Les clichés, réalisés par un ancien salarié, ont été diffusés sur le site mrmondialisation.org en mai 2021 déjà. Pourtant, ni l’entreprise ni les autorités n’ont réagi. Il aura fallu deux morts et 75 cas graves de contaminations à la bactérie Escherichia coli pour que les choses bougent. Deux inspections réalisées en mars 2022 ont alors «mis en évidence un niveau dégradé de la maîtrise de l’hygiène alimentaire». L’usine a été fermée.

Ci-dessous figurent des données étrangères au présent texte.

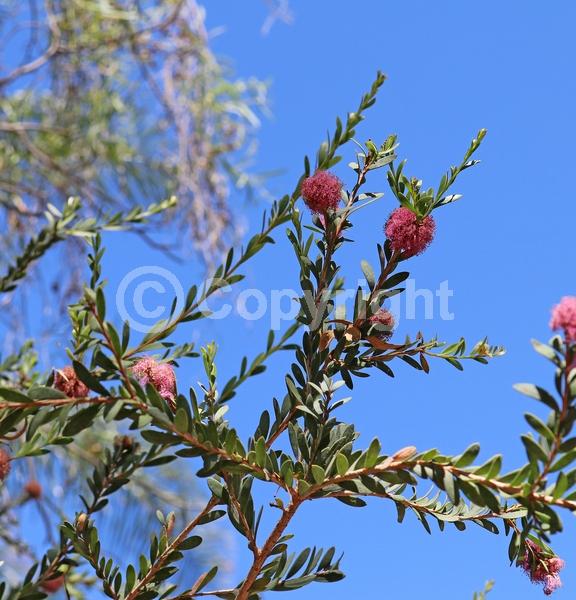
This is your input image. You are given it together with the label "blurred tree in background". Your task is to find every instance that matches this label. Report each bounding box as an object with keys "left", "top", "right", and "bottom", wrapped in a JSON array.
[{"left": 0, "top": 0, "right": 266, "bottom": 344}]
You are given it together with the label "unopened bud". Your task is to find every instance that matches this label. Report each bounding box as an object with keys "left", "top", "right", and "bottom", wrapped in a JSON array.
[{"left": 76, "top": 513, "right": 88, "bottom": 533}]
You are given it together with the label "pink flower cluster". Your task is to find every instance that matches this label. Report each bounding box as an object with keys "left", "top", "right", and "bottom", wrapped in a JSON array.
[
  {"left": 301, "top": 171, "right": 342, "bottom": 213},
  {"left": 132, "top": 356, "right": 176, "bottom": 410},
  {"left": 384, "top": 206, "right": 436, "bottom": 257},
  {"left": 0, "top": 448, "right": 11, "bottom": 481},
  {"left": 369, "top": 308, "right": 396, "bottom": 341},
  {"left": 550, "top": 296, "right": 576, "bottom": 342},
  {"left": 520, "top": 540, "right": 564, "bottom": 596},
  {"left": 54, "top": 367, "right": 90, "bottom": 398}
]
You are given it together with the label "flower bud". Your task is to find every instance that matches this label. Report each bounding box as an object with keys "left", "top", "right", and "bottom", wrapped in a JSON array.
[
  {"left": 0, "top": 448, "right": 11, "bottom": 481},
  {"left": 24, "top": 479, "right": 42, "bottom": 500},
  {"left": 384, "top": 206, "right": 436, "bottom": 257},
  {"left": 301, "top": 171, "right": 342, "bottom": 213}
]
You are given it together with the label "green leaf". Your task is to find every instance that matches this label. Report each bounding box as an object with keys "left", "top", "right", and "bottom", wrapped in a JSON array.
[
  {"left": 62, "top": 404, "right": 100, "bottom": 436},
  {"left": 178, "top": 535, "right": 202, "bottom": 550},
  {"left": 454, "top": 444, "right": 480, "bottom": 469},
  {"left": 311, "top": 465, "right": 326, "bottom": 483},
  {"left": 72, "top": 360, "right": 110, "bottom": 397}
]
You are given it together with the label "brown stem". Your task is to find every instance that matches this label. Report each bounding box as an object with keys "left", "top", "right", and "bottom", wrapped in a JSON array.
[
  {"left": 236, "top": 498, "right": 302, "bottom": 600},
  {"left": 125, "top": 496, "right": 218, "bottom": 600}
]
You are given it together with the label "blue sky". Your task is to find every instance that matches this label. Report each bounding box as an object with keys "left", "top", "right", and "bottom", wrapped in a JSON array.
[{"left": 7, "top": 0, "right": 576, "bottom": 600}]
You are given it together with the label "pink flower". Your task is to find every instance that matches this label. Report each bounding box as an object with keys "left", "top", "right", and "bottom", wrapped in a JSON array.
[
  {"left": 550, "top": 296, "right": 576, "bottom": 342},
  {"left": 520, "top": 540, "right": 564, "bottom": 596},
  {"left": 301, "top": 171, "right": 342, "bottom": 213},
  {"left": 132, "top": 356, "right": 176, "bottom": 410},
  {"left": 54, "top": 367, "right": 90, "bottom": 398},
  {"left": 369, "top": 308, "right": 395, "bottom": 340},
  {"left": 0, "top": 448, "right": 11, "bottom": 481},
  {"left": 384, "top": 206, "right": 436, "bottom": 257}
]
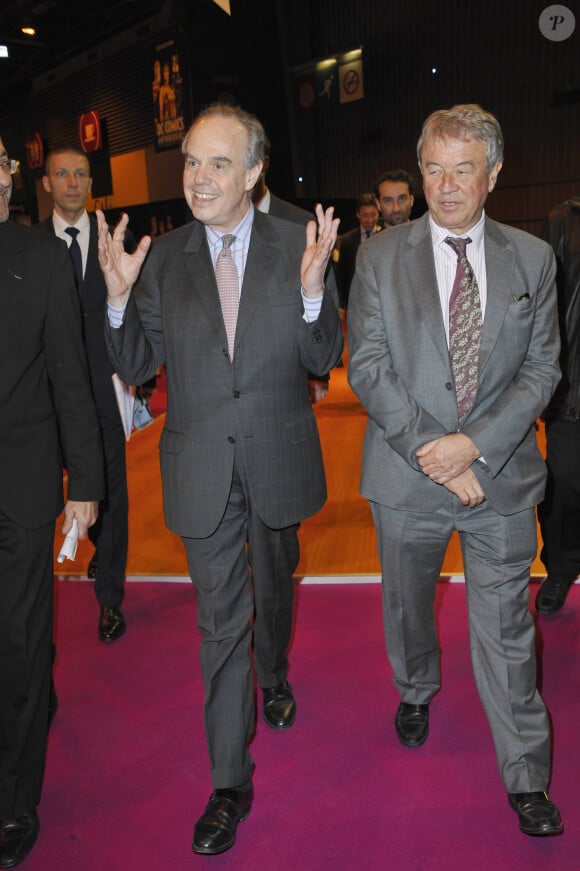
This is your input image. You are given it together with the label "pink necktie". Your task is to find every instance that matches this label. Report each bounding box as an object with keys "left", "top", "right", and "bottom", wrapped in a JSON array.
[
  {"left": 215, "top": 234, "right": 240, "bottom": 360},
  {"left": 445, "top": 236, "right": 482, "bottom": 426}
]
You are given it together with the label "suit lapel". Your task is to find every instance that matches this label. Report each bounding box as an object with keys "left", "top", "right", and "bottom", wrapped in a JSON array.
[
  {"left": 406, "top": 214, "right": 450, "bottom": 369},
  {"left": 234, "top": 210, "right": 278, "bottom": 348},
  {"left": 479, "top": 218, "right": 514, "bottom": 375},
  {"left": 185, "top": 221, "right": 227, "bottom": 334}
]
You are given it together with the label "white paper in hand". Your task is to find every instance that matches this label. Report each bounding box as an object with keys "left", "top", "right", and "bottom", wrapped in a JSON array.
[{"left": 56, "top": 517, "right": 79, "bottom": 563}]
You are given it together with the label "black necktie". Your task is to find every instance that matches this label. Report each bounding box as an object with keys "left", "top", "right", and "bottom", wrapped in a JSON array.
[{"left": 65, "top": 227, "right": 83, "bottom": 288}]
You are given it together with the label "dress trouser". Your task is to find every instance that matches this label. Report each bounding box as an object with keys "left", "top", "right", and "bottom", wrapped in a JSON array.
[
  {"left": 183, "top": 454, "right": 299, "bottom": 789},
  {"left": 538, "top": 420, "right": 580, "bottom": 581},
  {"left": 0, "top": 511, "right": 55, "bottom": 819},
  {"left": 89, "top": 415, "right": 129, "bottom": 606},
  {"left": 371, "top": 494, "right": 550, "bottom": 792}
]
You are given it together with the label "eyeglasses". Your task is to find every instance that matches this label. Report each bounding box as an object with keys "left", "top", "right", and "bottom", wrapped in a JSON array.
[{"left": 0, "top": 157, "right": 20, "bottom": 175}]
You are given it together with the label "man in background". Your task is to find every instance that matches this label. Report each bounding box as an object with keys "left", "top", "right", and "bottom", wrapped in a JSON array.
[
  {"left": 39, "top": 147, "right": 129, "bottom": 643},
  {"left": 0, "top": 133, "right": 104, "bottom": 868},
  {"left": 375, "top": 169, "right": 415, "bottom": 229},
  {"left": 536, "top": 196, "right": 580, "bottom": 614}
]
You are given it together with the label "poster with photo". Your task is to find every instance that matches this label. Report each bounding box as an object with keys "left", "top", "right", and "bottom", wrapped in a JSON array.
[{"left": 151, "top": 39, "right": 189, "bottom": 151}]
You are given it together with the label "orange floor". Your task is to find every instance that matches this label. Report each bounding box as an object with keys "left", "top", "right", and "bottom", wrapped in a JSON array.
[{"left": 55, "top": 348, "right": 545, "bottom": 576}]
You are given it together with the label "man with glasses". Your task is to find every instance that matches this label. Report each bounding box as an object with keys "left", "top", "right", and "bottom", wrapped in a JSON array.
[{"left": 0, "top": 139, "right": 103, "bottom": 868}]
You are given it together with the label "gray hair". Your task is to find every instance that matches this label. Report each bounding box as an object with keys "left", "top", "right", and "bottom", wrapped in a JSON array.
[
  {"left": 417, "top": 103, "right": 503, "bottom": 173},
  {"left": 181, "top": 103, "right": 269, "bottom": 169}
]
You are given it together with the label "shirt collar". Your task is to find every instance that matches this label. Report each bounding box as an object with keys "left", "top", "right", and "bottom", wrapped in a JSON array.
[
  {"left": 52, "top": 209, "right": 91, "bottom": 236},
  {"left": 429, "top": 211, "right": 485, "bottom": 248},
  {"left": 205, "top": 203, "right": 254, "bottom": 247}
]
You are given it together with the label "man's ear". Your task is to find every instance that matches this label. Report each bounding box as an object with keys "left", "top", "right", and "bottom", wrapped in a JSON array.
[{"left": 246, "top": 160, "right": 263, "bottom": 191}]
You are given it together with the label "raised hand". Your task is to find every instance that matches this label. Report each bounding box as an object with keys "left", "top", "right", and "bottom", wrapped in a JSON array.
[
  {"left": 96, "top": 209, "right": 151, "bottom": 307},
  {"left": 300, "top": 203, "right": 340, "bottom": 297}
]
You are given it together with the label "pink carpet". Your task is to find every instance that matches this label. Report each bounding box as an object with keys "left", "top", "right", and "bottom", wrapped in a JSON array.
[{"left": 30, "top": 580, "right": 580, "bottom": 871}]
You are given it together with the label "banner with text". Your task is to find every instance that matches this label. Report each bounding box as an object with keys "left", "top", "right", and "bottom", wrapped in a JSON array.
[{"left": 152, "top": 39, "right": 189, "bottom": 151}]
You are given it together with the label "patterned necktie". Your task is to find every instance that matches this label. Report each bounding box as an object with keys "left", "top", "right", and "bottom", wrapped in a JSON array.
[
  {"left": 215, "top": 234, "right": 240, "bottom": 360},
  {"left": 65, "top": 227, "right": 83, "bottom": 289},
  {"left": 445, "top": 236, "right": 482, "bottom": 427}
]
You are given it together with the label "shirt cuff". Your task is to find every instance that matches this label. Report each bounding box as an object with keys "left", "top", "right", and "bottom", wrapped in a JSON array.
[
  {"left": 107, "top": 302, "right": 127, "bottom": 330},
  {"left": 300, "top": 287, "right": 324, "bottom": 324}
]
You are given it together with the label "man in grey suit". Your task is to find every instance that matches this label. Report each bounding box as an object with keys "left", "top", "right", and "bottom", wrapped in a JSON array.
[
  {"left": 98, "top": 104, "right": 342, "bottom": 854},
  {"left": 348, "top": 105, "right": 562, "bottom": 835}
]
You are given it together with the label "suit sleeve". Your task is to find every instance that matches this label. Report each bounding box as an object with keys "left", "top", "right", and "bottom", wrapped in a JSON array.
[
  {"left": 105, "top": 249, "right": 165, "bottom": 384},
  {"left": 44, "top": 243, "right": 105, "bottom": 502},
  {"left": 299, "top": 264, "right": 344, "bottom": 376}
]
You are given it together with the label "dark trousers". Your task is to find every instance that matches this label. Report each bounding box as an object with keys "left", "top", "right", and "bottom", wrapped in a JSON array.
[
  {"left": 183, "top": 462, "right": 299, "bottom": 789},
  {"left": 0, "top": 511, "right": 54, "bottom": 819},
  {"left": 89, "top": 417, "right": 129, "bottom": 606},
  {"left": 538, "top": 420, "right": 580, "bottom": 581}
]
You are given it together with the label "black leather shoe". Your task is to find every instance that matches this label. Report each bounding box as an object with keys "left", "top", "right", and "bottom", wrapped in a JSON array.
[
  {"left": 99, "top": 605, "right": 127, "bottom": 641},
  {"left": 191, "top": 784, "right": 254, "bottom": 855},
  {"left": 87, "top": 551, "right": 99, "bottom": 581},
  {"left": 395, "top": 702, "right": 429, "bottom": 747},
  {"left": 536, "top": 577, "right": 574, "bottom": 614},
  {"left": 0, "top": 809, "right": 40, "bottom": 868},
  {"left": 508, "top": 792, "right": 564, "bottom": 835},
  {"left": 263, "top": 680, "right": 296, "bottom": 729},
  {"left": 48, "top": 679, "right": 58, "bottom": 729}
]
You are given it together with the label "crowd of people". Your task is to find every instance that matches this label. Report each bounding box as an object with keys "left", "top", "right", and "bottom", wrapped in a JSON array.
[{"left": 0, "top": 103, "right": 580, "bottom": 868}]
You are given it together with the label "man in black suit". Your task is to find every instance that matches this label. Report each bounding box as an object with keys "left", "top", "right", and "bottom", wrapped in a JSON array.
[
  {"left": 0, "top": 139, "right": 104, "bottom": 868},
  {"left": 97, "top": 104, "right": 342, "bottom": 854},
  {"left": 336, "top": 193, "right": 381, "bottom": 312},
  {"left": 40, "top": 147, "right": 129, "bottom": 642}
]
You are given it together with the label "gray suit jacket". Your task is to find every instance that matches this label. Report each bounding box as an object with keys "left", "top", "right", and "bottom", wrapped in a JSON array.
[
  {"left": 348, "top": 214, "right": 560, "bottom": 514},
  {"left": 107, "top": 211, "right": 343, "bottom": 538}
]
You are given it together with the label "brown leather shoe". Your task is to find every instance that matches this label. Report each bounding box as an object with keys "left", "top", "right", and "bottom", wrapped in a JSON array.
[
  {"left": 191, "top": 783, "right": 254, "bottom": 855},
  {"left": 99, "top": 605, "right": 127, "bottom": 642},
  {"left": 262, "top": 680, "right": 296, "bottom": 729},
  {"left": 508, "top": 792, "right": 564, "bottom": 836},
  {"left": 0, "top": 808, "right": 40, "bottom": 868},
  {"left": 395, "top": 702, "right": 429, "bottom": 747}
]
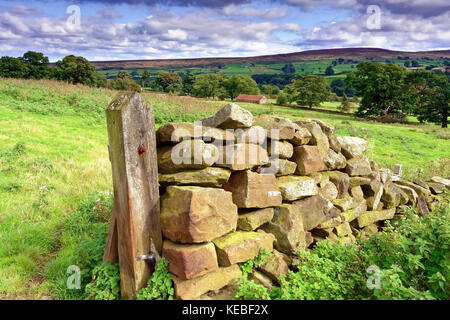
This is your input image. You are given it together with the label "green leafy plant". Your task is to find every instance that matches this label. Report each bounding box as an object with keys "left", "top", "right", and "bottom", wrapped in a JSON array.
[
  {"left": 235, "top": 249, "right": 273, "bottom": 300},
  {"left": 85, "top": 263, "right": 120, "bottom": 300},
  {"left": 136, "top": 258, "right": 174, "bottom": 300}
]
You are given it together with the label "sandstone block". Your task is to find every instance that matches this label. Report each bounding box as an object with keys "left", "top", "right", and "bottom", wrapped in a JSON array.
[
  {"left": 348, "top": 186, "right": 364, "bottom": 202},
  {"left": 260, "top": 159, "right": 297, "bottom": 177},
  {"left": 316, "top": 216, "right": 343, "bottom": 229},
  {"left": 323, "top": 149, "right": 347, "bottom": 170},
  {"left": 215, "top": 143, "right": 269, "bottom": 171},
  {"left": 339, "top": 200, "right": 367, "bottom": 222},
  {"left": 248, "top": 270, "right": 273, "bottom": 290},
  {"left": 277, "top": 176, "right": 318, "bottom": 201},
  {"left": 337, "top": 136, "right": 369, "bottom": 159},
  {"left": 158, "top": 167, "right": 231, "bottom": 188},
  {"left": 331, "top": 194, "right": 357, "bottom": 211},
  {"left": 313, "top": 120, "right": 341, "bottom": 153},
  {"left": 156, "top": 122, "right": 235, "bottom": 144},
  {"left": 253, "top": 114, "right": 299, "bottom": 140},
  {"left": 361, "top": 179, "right": 383, "bottom": 210},
  {"left": 431, "top": 176, "right": 450, "bottom": 189},
  {"left": 295, "top": 120, "right": 330, "bottom": 157},
  {"left": 291, "top": 146, "right": 327, "bottom": 175},
  {"left": 345, "top": 156, "right": 372, "bottom": 176},
  {"left": 289, "top": 127, "right": 312, "bottom": 146},
  {"left": 261, "top": 204, "right": 305, "bottom": 254},
  {"left": 157, "top": 140, "right": 219, "bottom": 173},
  {"left": 238, "top": 208, "right": 273, "bottom": 231},
  {"left": 335, "top": 222, "right": 352, "bottom": 237},
  {"left": 267, "top": 140, "right": 294, "bottom": 159},
  {"left": 319, "top": 182, "right": 338, "bottom": 201},
  {"left": 172, "top": 264, "right": 242, "bottom": 300},
  {"left": 293, "top": 195, "right": 340, "bottom": 231},
  {"left": 381, "top": 183, "right": 402, "bottom": 209},
  {"left": 357, "top": 208, "right": 395, "bottom": 228},
  {"left": 323, "top": 171, "right": 350, "bottom": 198},
  {"left": 258, "top": 250, "right": 289, "bottom": 281},
  {"left": 234, "top": 126, "right": 267, "bottom": 145}
]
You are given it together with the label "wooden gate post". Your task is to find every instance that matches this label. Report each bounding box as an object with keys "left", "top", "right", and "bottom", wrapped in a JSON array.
[{"left": 103, "top": 92, "right": 162, "bottom": 299}]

Pourquoi a-t-on autant tardé? L’enquête permettra peut-être d’y voir plus clair. Certains spécialistes notent que l’Etat français manque de moyens, après avoir supprimé 1400 postes de contrôleurs, ces dernières années. On pourrait se demander aussi si les pouvoirs publics n’ont pas fermé les yeux, afin de préserver un gros employeur dans une région minée par le chômage.
Du côté de l’entreprise, on se tromperait en pensant que ce scandale s’explique par la négligence d’un directeur d’usine. Les témoignages d’anciens employés montrent qu’il s’agissait d’une véritable stratégie industrielle: maintenir les chaînes à un rythme maximal avec une main-d’œuvre minimale. On peut ainsi abaisser suffisamment ses coûts de production pour séduire la grande distribution avec des prix bas, tout en réalisant des bénéfices juteux sur les volumes vendus. L’usine de Caudry fabriquait jusqu’à 150 000 pizzas Fraîch’Up par semaine! Des cadences infernales devaient être tenues à tout prix. Selon un ex-salarié: «Ils ont sacrifié les règles d’hygiène pour produire, produire, produire (…). Il y avait un manque de personnel. On n’avait le temps de rien.»
Très remonté, le syndicat CGT pointe du doigt à la fois les pouvoirs publics, «qui se reposent sur les autocontrôles avec une quasi-disparition des contrôles publics», et «la course au profit maximum des industriels». Nestlé, propriétaire de Buitoni, a réalisé 17 milliards de francs de bénéfice, l’an passé.